Часть 5 из 26 В начало
Для доступа к библиотеке пройдите авторизацию
В багряном свете никогда не заходящего солнца спал Дараявахауш э-Афшин.
Разумеется, спал он не просто сном – глубже сна. Тише сна. Там не было сновидений об упущенных возможностях и безответных чувствах, не было кошмаров об утопающих в крови городах и безжалостных господах. Он лежал на фетровом покрывале, которое выткала для него мать, когда он был еще мальчишкой, в тенистой кедровой лощине. Сквозь деревья виднелся ослепительный сад, который то и дело привлекал его внимание.
Но не сейчас. Дара не вполне представлял, где находится, да это и не имело значения. В воздухе пахло родным домом, семейными обедами и священным дымом огненных купелей. Его веки то и дело приподнимались, но ненадолго, пока птичьи трели и звуки далекой лютни опять не убаюкивали его. Только этого Дара и желал: отдыхать, пока кости не перестанут чувствовать усталость. Пока не выветрится из памяти запах крови.

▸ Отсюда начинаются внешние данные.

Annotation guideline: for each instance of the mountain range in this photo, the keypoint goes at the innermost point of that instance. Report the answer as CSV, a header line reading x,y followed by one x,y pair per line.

Маленькая рука легла ему на плечо.
Дара улыбнулся.
– Опять вернулась, сестренка?
Он открыл глаза. Тамима присела рядом с ним на колени, улыбаясь ему беззубой улыбкой. Маленькую фигурку его младшей сестры окутывал саван, ее черные волосы были аккуратно заплетены в косы. Тамима очень изменилась по сравнению с тем, какой Дара увидел ее в первый раз. Когда она появилась в лощине, ее саван был насквозь пропитан кровью, а кожа иссечена и выжжена именами, начертанными тохаристанскими символами. При виде этого он пришел в бешенство: голыми руками он разворотил всю лощину и не остановился, пока, обессиленный, не упал в ее детские объятия.
С тех пор ее раны потихоньку затягивались, начала бледнеть и черная татуировка на его теле – та, что была похожа на перекладины в лестничной спирали.
Тамима запустила пальцы ног в траву.
– Тебя ждут в саду – хотят поговорить с тобой.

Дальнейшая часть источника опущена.